Il en est de toute nature :
D'abord, les charlatans de la littérature;
Les uns très malhonnêtement
Trempant leur plume dans l'ordure,
Dans le mensonge et l'imposture,
Pour composer d'affreux poisons;
D'autres, gonflant de grands ballons
Qui retombent bientôt à terre
Et sont crevés au bout de quelques bonds;
D'autres faisant mousser le savon littéraire
Pour en tirer, comme de grands enfants,
Des bulles qu'emportent les vents;
Les charlatans de la critique,
Qui consacrent leur rhétorique
A faire croire au public ingénu
Qu'ils connaissent un art qu'ils n'ont jamais connu ;
Qui s'embrouillent sur l'esthétique,
Jugent tout sans critérium,
Et quand une mouche les pique,
Ne savent plus garder le décorum;
Les charlatans de la bazoche,
Qui sont toujours très-convaincus
De l'innocence et des vertus
Des drôles à qui l'on reproche
D'avoir cent fois rempli leur poche
Au détriment d'hurluberlus;
Les charlatans de la finance,
Subtils prestidigitateurs,
Qui jettent de la poudre aux yeux des spectateurs,
Et font si bien qu'on va de confiance
Verser sa bourse dans les leurs ;
Les charlatans, secte plus empirique
De la science économique;
Adorateurs du dieu Crédit,
Qui disent qu'on a tout profit,
Au lieu de s'acquitter des dettes déjà faites,
A faire de nouvelles dettes,
Et qu'en se ruinant un État s'enrichit;
Les charlatans, du faux libéralisme,
Qui, trahissant la liberté,
Nous mènent droit au despotisme,
Grâce aux flonflons de ceux du journalisme,
. Qui, se vendant sans dignité,
Transformant leur plume en lardoire,
Dénaturant les faits, faisant mentir l'histoire,
Assassinent la vérité ;
. Les charlatans du républicanisme,
Qui rêvent de remaniement,
Et font consister l'organisme
D'un bon gouvernement
A retourner le mécanisme,
Le dessous par dessus, pour tout redressement,
Et le derrière par devant.
Il en est qui prônent de vieux systèmes,
Qu'ils habillent en nouveautés :
Systèmes que l'Indien a jadis inventés,
Et sur lesquels les Grecs ont penché leurs fronts blêmes ;
Systèmes à dormir debout,
Où sans façon l'homme se déifie,
Où l'univers à Dieu s'identifie,
Tous deux ne formant qu'un seul tout : ;
Ce sont les charlatans de la philosophie.

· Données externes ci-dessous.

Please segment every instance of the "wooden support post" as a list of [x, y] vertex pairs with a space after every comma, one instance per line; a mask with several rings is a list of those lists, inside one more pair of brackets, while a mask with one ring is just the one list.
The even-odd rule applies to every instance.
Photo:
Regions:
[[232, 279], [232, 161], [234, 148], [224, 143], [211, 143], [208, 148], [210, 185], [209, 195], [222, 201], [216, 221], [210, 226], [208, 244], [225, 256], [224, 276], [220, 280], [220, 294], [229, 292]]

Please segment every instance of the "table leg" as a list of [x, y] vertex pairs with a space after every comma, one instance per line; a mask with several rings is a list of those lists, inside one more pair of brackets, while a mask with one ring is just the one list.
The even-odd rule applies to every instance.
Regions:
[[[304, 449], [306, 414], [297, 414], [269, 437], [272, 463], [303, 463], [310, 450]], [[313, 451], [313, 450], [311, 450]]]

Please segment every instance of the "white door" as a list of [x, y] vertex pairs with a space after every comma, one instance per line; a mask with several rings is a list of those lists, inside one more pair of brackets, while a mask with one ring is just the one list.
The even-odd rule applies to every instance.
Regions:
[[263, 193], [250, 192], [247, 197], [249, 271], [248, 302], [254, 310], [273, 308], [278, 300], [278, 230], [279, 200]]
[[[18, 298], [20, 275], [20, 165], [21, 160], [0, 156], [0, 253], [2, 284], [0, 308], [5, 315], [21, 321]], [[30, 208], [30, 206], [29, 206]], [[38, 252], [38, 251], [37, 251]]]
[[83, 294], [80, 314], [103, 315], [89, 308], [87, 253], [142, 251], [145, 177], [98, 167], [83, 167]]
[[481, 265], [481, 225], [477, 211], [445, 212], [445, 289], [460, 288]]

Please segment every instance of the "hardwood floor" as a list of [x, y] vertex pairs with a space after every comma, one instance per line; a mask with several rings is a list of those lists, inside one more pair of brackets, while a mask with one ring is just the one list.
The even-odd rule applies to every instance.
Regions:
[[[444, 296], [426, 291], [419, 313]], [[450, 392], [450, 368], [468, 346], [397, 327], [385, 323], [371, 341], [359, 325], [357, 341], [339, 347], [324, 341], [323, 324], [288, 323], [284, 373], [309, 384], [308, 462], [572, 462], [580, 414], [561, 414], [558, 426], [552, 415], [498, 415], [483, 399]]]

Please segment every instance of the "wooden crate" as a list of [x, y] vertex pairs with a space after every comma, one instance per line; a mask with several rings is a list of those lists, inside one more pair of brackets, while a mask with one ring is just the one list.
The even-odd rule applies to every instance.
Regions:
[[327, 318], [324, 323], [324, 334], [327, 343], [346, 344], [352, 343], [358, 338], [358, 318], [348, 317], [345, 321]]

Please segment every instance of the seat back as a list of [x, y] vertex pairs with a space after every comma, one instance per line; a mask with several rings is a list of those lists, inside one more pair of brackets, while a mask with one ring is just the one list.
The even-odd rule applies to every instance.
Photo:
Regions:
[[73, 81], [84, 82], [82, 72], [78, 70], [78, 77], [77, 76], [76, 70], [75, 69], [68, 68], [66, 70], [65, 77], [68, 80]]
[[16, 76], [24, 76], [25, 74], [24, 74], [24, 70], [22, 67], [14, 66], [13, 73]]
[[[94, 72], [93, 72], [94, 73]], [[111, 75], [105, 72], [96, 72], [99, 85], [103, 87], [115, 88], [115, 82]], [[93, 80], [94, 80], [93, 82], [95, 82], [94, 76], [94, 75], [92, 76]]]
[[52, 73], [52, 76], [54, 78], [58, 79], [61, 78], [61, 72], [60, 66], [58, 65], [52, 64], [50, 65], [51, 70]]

Les charlatans ! eux seuls sont en progrès;
Eux seuls ont du succès.



Oh, une fable politique. Rien n'est plus plaisant que d'entendre un curé nous parler politique. Il me fait penser à ces toutologues modernes que l'on invite pour leur demander leur avis sur tous les sujets du moment, qu'ils feignent de tous maîtriser.